- Born: Kathleen Kwai Ching Man 1974 (age 51–52) Oahu, Hawaii, U.S.
- Education: Punahou School
- Alma mater: Yale University (BA) University of Iowa (MFA)
- Occupation: Filmmaker
- Years active: 2000–present
- Spouse: Stephen Gyllenhaal ​(m. 2011)​
- Children: 1

= Kathleen Man Gyllenhaal =

American film director (born 1974)

Kathleen Man Gyllenhaal (born Kathleen Kwai Ching Man; 1974) is an American filmmaker from Hawaii.

==Education==
Man Gyllenhaal graduated from Yale University with a Bachelor of Arts in Film studies and received her Master of Fine Arts from the University of Iowa. Man Gyllenhaal was awarded a Fulbright Scholarship in Paris, France where she directed an award-winning short film titled L'Entretien (The Interview). Man Gyllenhaal then served as a professor at Vassar College where she was awarded tenure. While at the college, Man Gyllenhaal directed a short film as a collaboration with her students titled, Walk the Fish.

==Personal life==
Man Gyllenhaal was born on the island of Oahu in Hawaii. There, she attended high school at the Punahou School, graduating in 1992. In July 2011 Gyllenhaal married Stephen Gyllenhaal, a director/producer who is the father of actors Jake and Maggie Gyllenhaal. The ceremony was held on her home island of Oahu. Their son Luke was born in 2014.
The pair have collaborated on projects such as the film Grassroots which starred Jason Biggs and Joel David Moore.

==Career==
Man Gyllenhaal has directed many award-winning shorts including Sita: A Girl From Jambu which explores sex trafficking in Nepal and Lychee Thieves a short film where Man Gyllenhaal represented her native Hawaii. Sita: A Girl From Jambu was used at benefit screenings to raise awareness and funds for the prevention of sex trafficking in Nepal. The film is based on Bichari (Poor) Sita, a play that was written and performed by native girls in rural Nepal. Man Gyllenhaal produced Kind of a Blur which starred Sandra Oh.

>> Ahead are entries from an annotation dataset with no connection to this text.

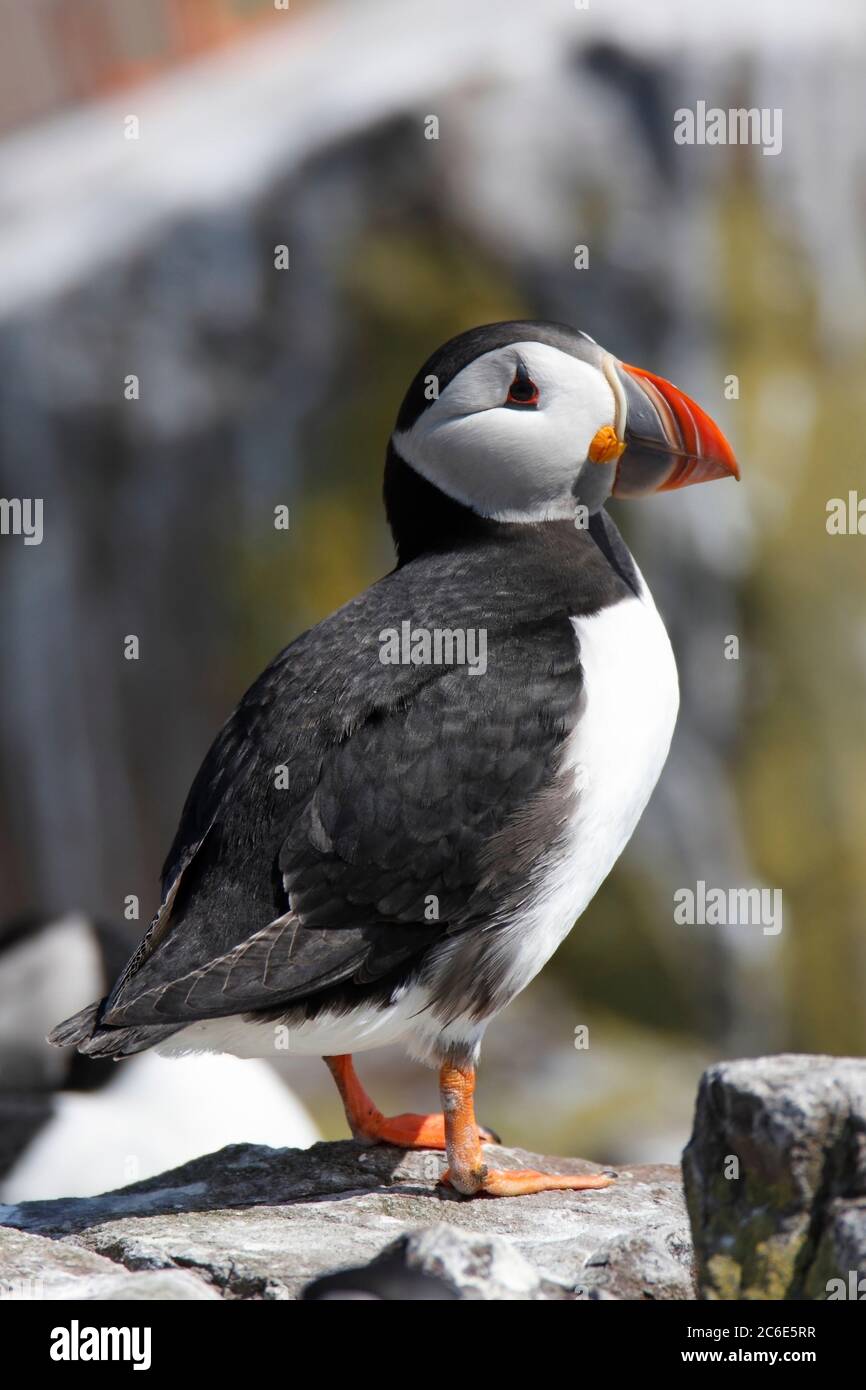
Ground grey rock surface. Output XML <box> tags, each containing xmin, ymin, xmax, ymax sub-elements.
<box><xmin>683</xmin><ymin>1054</ymin><xmax>866</xmax><ymax>1300</ymax></box>
<box><xmin>0</xmin><ymin>1143</ymin><xmax>695</xmax><ymax>1300</ymax></box>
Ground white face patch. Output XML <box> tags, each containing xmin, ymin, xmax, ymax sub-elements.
<box><xmin>393</xmin><ymin>342</ymin><xmax>616</xmax><ymax>521</ymax></box>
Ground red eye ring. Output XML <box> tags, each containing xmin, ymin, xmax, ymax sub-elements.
<box><xmin>505</xmin><ymin>367</ymin><xmax>538</xmax><ymax>410</ymax></box>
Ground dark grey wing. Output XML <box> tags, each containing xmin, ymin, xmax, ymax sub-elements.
<box><xmin>103</xmin><ymin>547</ymin><xmax>581</xmax><ymax>1024</ymax></box>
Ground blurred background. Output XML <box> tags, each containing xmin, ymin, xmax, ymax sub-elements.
<box><xmin>0</xmin><ymin>0</ymin><xmax>866</xmax><ymax>1186</ymax></box>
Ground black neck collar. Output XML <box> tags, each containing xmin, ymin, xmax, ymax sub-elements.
<box><xmin>382</xmin><ymin>443</ymin><xmax>509</xmax><ymax>569</ymax></box>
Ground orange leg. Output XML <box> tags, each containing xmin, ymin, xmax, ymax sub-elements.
<box><xmin>324</xmin><ymin>1055</ymin><xmax>496</xmax><ymax>1152</ymax></box>
<box><xmin>439</xmin><ymin>1063</ymin><xmax>613</xmax><ymax>1197</ymax></box>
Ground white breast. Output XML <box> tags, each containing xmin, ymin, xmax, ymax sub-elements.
<box><xmin>489</xmin><ymin>564</ymin><xmax>680</xmax><ymax>992</ymax></box>
<box><xmin>160</xmin><ymin>569</ymin><xmax>680</xmax><ymax>1062</ymax></box>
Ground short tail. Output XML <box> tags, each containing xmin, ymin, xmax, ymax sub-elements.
<box><xmin>49</xmin><ymin>999</ymin><xmax>183</xmax><ymax>1059</ymax></box>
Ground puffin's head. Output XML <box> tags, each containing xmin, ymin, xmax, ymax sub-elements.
<box><xmin>386</xmin><ymin>321</ymin><xmax>740</xmax><ymax>544</ymax></box>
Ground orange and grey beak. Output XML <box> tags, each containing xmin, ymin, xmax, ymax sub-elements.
<box><xmin>605</xmin><ymin>357</ymin><xmax>740</xmax><ymax>498</ymax></box>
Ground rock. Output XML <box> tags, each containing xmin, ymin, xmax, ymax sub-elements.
<box><xmin>0</xmin><ymin>1143</ymin><xmax>695</xmax><ymax>1301</ymax></box>
<box><xmin>0</xmin><ymin>1227</ymin><xmax>218</xmax><ymax>1301</ymax></box>
<box><xmin>683</xmin><ymin>1055</ymin><xmax>866</xmax><ymax>1300</ymax></box>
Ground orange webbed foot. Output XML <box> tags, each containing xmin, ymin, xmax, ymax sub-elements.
<box><xmin>439</xmin><ymin>1168</ymin><xmax>616</xmax><ymax>1197</ymax></box>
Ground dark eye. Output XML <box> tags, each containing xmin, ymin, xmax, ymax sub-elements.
<box><xmin>505</xmin><ymin>363</ymin><xmax>538</xmax><ymax>410</ymax></box>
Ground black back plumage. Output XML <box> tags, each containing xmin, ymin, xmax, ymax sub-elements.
<box><xmin>86</xmin><ymin>505</ymin><xmax>634</xmax><ymax>1051</ymax></box>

Man Gyllenhaal also co-directed the award-winning feature-length documentary, Beauty Mark. The film tells the story of runner, Diane Israel, and her struggle with an eating disorder.

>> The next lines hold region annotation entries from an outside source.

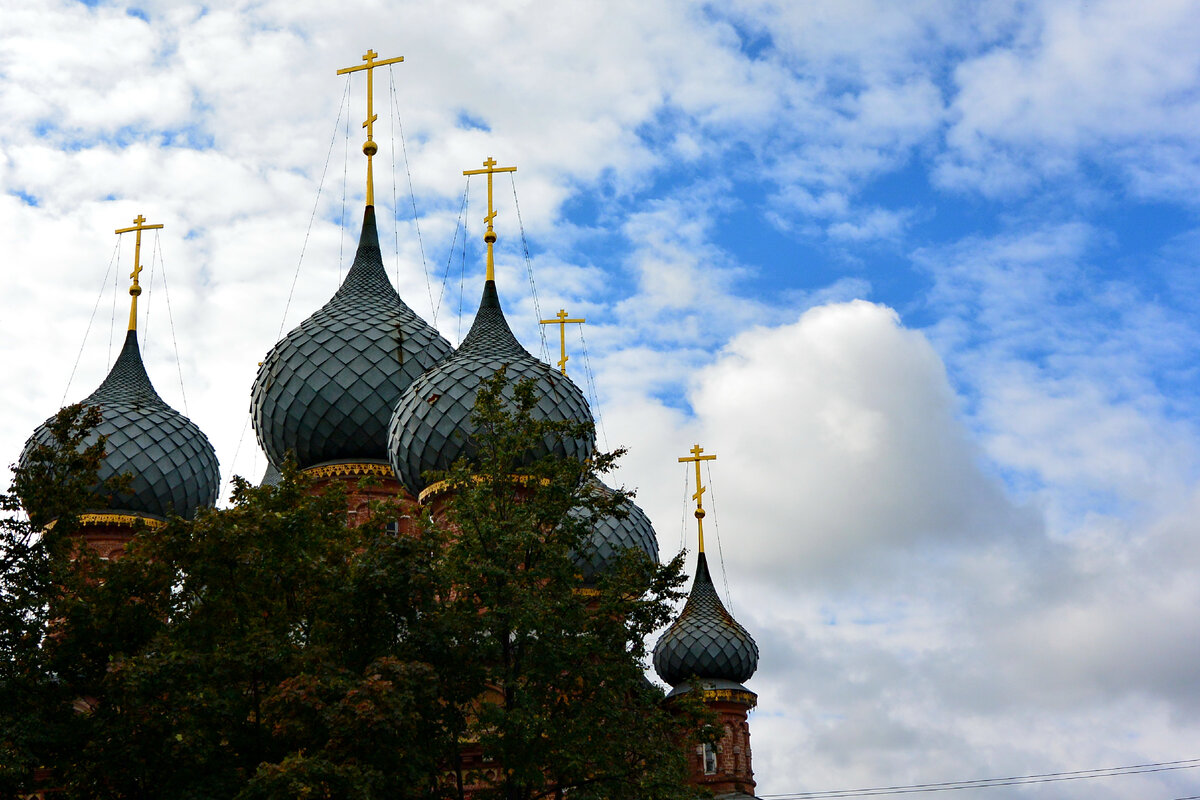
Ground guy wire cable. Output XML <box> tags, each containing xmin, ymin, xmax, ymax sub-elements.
<box><xmin>59</xmin><ymin>236</ymin><xmax>121</xmax><ymax>407</ymax></box>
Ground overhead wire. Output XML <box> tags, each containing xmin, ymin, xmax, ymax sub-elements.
<box><xmin>573</xmin><ymin>315</ymin><xmax>610</xmax><ymax>450</ymax></box>
<box><xmin>458</xmin><ymin>175</ymin><xmax>470</xmax><ymax>344</ymax></box>
<box><xmin>337</xmin><ymin>76</ymin><xmax>350</xmax><ymax>285</ymax></box>
<box><xmin>227</xmin><ymin>81</ymin><xmax>350</xmax><ymax>501</ymax></box>
<box><xmin>109</xmin><ymin>236</ymin><xmax>121</xmax><ymax>368</ymax></box>
<box><xmin>388</xmin><ymin>65</ymin><xmax>437</xmax><ymax>316</ymax></box>
<box><xmin>148</xmin><ymin>230</ymin><xmax>191</xmax><ymax>416</ymax></box>
<box><xmin>59</xmin><ymin>236</ymin><xmax>121</xmax><ymax>405</ymax></box>
<box><xmin>758</xmin><ymin>758</ymin><xmax>1200</xmax><ymax>800</ymax></box>
<box><xmin>433</xmin><ymin>183</ymin><xmax>470</xmax><ymax>327</ymax></box>
<box><xmin>704</xmin><ymin>461</ymin><xmax>734</xmax><ymax>614</ymax></box>
<box><xmin>272</xmin><ymin>76</ymin><xmax>350</xmax><ymax>338</ymax></box>
<box><xmin>509</xmin><ymin>173</ymin><xmax>550</xmax><ymax>363</ymax></box>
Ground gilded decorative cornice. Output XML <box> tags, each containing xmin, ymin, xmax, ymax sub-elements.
<box><xmin>416</xmin><ymin>475</ymin><xmax>550</xmax><ymax>505</ymax></box>
<box><xmin>79</xmin><ymin>512</ymin><xmax>167</xmax><ymax>530</ymax></box>
<box><xmin>302</xmin><ymin>462</ymin><xmax>396</xmax><ymax>479</ymax></box>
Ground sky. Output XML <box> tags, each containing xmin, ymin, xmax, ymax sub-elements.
<box><xmin>0</xmin><ymin>0</ymin><xmax>1200</xmax><ymax>800</ymax></box>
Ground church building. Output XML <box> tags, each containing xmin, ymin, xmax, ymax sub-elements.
<box><xmin>22</xmin><ymin>52</ymin><xmax>758</xmax><ymax>799</ymax></box>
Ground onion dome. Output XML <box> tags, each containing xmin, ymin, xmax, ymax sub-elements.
<box><xmin>571</xmin><ymin>481</ymin><xmax>659</xmax><ymax>584</ymax></box>
<box><xmin>258</xmin><ymin>461</ymin><xmax>283</xmax><ymax>487</ymax></box>
<box><xmin>250</xmin><ymin>205</ymin><xmax>451</xmax><ymax>468</ymax></box>
<box><xmin>388</xmin><ymin>279</ymin><xmax>594</xmax><ymax>495</ymax></box>
<box><xmin>20</xmin><ymin>330</ymin><xmax>221</xmax><ymax>517</ymax></box>
<box><xmin>654</xmin><ymin>551</ymin><xmax>758</xmax><ymax>686</ymax></box>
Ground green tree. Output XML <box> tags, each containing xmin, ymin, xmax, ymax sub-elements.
<box><xmin>0</xmin><ymin>373</ymin><xmax>703</xmax><ymax>800</ymax></box>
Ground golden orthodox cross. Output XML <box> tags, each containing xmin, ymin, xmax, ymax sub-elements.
<box><xmin>462</xmin><ymin>156</ymin><xmax>517</xmax><ymax>281</ymax></box>
<box><xmin>337</xmin><ymin>50</ymin><xmax>404</xmax><ymax>205</ymax></box>
<box><xmin>679</xmin><ymin>445</ymin><xmax>716</xmax><ymax>553</ymax></box>
<box><xmin>113</xmin><ymin>213</ymin><xmax>162</xmax><ymax>331</ymax></box>
<box><xmin>538</xmin><ymin>308</ymin><xmax>588</xmax><ymax>375</ymax></box>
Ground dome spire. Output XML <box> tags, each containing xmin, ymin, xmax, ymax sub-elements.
<box><xmin>462</xmin><ymin>156</ymin><xmax>513</xmax><ymax>281</ymax></box>
<box><xmin>679</xmin><ymin>444</ymin><xmax>716</xmax><ymax>553</ymax></box>
<box><xmin>337</xmin><ymin>49</ymin><xmax>404</xmax><ymax>206</ymax></box>
<box><xmin>113</xmin><ymin>213</ymin><xmax>162</xmax><ymax>331</ymax></box>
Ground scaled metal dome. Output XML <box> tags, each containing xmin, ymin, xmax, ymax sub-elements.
<box><xmin>654</xmin><ymin>551</ymin><xmax>758</xmax><ymax>686</ymax></box>
<box><xmin>250</xmin><ymin>206</ymin><xmax>451</xmax><ymax>468</ymax></box>
<box><xmin>388</xmin><ymin>281</ymin><xmax>594</xmax><ymax>495</ymax></box>
<box><xmin>571</xmin><ymin>481</ymin><xmax>659</xmax><ymax>584</ymax></box>
<box><xmin>20</xmin><ymin>330</ymin><xmax>221</xmax><ymax>517</ymax></box>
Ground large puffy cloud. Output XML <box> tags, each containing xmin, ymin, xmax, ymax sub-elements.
<box><xmin>690</xmin><ymin>301</ymin><xmax>1027</xmax><ymax>576</ymax></box>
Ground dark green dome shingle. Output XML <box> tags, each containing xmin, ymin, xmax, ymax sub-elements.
<box><xmin>388</xmin><ymin>281</ymin><xmax>593</xmax><ymax>494</ymax></box>
<box><xmin>20</xmin><ymin>331</ymin><xmax>221</xmax><ymax>517</ymax></box>
<box><xmin>654</xmin><ymin>553</ymin><xmax>758</xmax><ymax>686</ymax></box>
<box><xmin>571</xmin><ymin>481</ymin><xmax>659</xmax><ymax>584</ymax></box>
<box><xmin>250</xmin><ymin>206</ymin><xmax>451</xmax><ymax>468</ymax></box>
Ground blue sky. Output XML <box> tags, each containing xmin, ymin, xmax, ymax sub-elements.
<box><xmin>0</xmin><ymin>0</ymin><xmax>1200</xmax><ymax>800</ymax></box>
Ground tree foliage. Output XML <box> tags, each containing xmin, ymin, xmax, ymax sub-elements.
<box><xmin>0</xmin><ymin>372</ymin><xmax>703</xmax><ymax>800</ymax></box>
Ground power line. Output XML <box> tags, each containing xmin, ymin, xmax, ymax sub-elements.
<box><xmin>760</xmin><ymin>758</ymin><xmax>1200</xmax><ymax>800</ymax></box>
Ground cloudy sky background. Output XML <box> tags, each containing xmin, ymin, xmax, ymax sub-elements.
<box><xmin>0</xmin><ymin>0</ymin><xmax>1200</xmax><ymax>800</ymax></box>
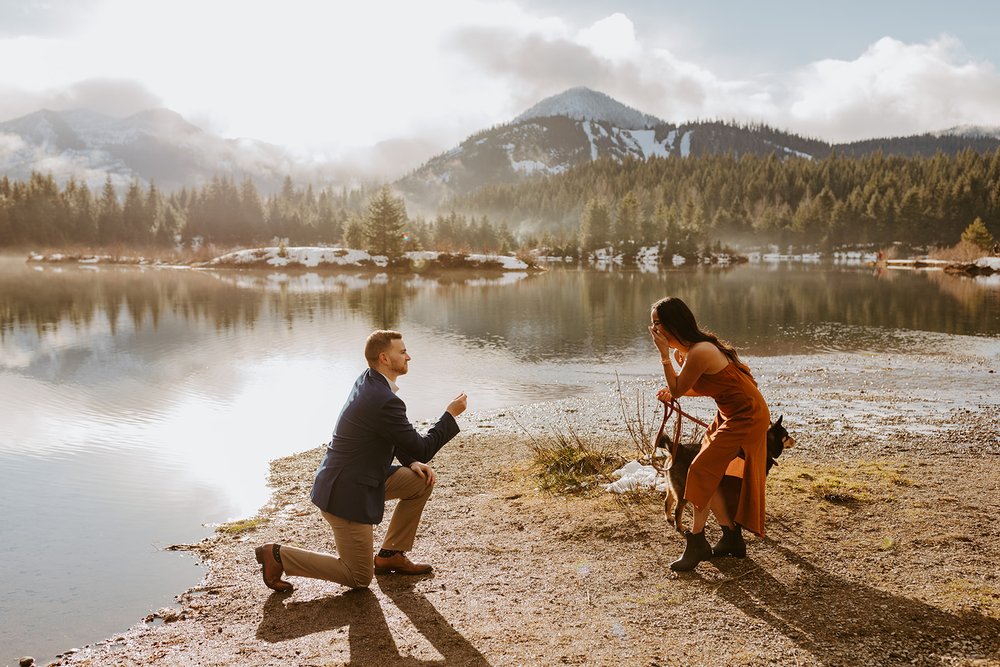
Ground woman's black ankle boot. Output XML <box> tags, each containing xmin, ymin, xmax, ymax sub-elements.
<box><xmin>670</xmin><ymin>530</ymin><xmax>712</xmax><ymax>572</ymax></box>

Man Gyllenhaal served as a co-producer of Grassroots and is the producer of Uncharitable, based on the viral TED Talk "The Way We Think About Charity is Dead Wrong" by Dan Pallotta.

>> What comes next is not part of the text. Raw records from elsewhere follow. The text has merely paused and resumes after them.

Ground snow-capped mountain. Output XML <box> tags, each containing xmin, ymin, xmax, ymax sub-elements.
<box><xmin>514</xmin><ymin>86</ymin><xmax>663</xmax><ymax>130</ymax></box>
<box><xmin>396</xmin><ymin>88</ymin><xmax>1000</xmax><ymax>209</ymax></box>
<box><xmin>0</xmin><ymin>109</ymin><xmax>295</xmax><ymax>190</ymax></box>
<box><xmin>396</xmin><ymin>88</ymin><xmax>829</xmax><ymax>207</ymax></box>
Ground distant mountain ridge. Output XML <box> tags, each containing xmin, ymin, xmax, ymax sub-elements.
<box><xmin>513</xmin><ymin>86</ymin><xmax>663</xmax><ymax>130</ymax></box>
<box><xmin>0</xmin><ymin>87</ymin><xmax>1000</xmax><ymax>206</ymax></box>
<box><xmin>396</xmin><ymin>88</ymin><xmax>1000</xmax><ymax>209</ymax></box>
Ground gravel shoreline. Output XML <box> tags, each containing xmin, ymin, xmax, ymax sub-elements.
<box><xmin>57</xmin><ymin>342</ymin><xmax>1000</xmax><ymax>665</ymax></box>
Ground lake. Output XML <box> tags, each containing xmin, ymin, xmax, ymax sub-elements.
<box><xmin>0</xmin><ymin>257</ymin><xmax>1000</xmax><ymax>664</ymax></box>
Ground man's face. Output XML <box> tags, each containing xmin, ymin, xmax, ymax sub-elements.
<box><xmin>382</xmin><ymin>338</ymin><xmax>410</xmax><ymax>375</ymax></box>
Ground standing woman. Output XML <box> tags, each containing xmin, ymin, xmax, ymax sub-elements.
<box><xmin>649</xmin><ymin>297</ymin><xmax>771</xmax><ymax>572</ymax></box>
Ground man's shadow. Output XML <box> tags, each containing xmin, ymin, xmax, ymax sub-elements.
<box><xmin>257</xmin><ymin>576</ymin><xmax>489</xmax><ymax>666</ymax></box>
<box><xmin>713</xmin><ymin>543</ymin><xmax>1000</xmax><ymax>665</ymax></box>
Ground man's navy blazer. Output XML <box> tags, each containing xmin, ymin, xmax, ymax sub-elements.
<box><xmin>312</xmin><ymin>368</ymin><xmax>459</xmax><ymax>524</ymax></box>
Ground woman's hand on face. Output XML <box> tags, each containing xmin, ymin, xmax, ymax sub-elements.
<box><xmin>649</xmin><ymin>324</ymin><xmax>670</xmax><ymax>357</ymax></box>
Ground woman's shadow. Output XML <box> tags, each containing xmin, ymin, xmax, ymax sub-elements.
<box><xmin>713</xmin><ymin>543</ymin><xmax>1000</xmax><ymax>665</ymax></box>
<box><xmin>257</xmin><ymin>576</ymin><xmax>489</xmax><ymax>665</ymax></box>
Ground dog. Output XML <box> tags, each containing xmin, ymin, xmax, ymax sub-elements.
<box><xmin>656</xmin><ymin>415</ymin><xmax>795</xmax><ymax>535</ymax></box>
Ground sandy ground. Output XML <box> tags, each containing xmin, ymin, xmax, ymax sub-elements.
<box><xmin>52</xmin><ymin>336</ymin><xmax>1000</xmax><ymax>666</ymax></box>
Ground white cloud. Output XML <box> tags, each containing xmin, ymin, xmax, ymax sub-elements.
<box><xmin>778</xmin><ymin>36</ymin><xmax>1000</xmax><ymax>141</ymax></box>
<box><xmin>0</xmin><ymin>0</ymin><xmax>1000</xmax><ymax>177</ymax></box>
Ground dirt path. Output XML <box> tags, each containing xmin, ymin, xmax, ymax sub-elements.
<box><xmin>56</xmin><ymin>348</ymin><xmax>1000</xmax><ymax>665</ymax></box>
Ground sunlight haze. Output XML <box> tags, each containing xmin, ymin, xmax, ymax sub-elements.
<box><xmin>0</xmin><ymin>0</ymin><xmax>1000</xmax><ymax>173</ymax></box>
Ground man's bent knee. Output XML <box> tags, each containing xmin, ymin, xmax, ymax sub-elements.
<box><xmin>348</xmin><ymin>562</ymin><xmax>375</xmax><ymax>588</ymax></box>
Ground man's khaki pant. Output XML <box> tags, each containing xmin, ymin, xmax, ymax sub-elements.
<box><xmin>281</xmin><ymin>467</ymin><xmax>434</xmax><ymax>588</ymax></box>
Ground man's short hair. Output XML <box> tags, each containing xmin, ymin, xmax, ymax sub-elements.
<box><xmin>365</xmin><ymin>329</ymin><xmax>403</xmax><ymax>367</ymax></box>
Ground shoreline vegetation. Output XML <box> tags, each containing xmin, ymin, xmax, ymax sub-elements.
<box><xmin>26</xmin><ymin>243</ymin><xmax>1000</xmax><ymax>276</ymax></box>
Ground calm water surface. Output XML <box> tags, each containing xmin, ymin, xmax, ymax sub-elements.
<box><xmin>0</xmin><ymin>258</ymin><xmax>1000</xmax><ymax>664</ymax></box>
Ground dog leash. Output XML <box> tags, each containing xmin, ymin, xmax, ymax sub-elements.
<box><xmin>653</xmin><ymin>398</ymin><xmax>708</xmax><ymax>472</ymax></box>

Man Gyllenhaal is also the writer/director of In Utero, a feature documentary about prenatal life and its impact on human development, which premiered at the Seattle International Film Festival in 2015 and won a Social Impact Media Award (SIMA) and the Breakthrough Documentary Award at the San Diego International Film Festival. Man Gyllenhaal was pregnant herself during filming.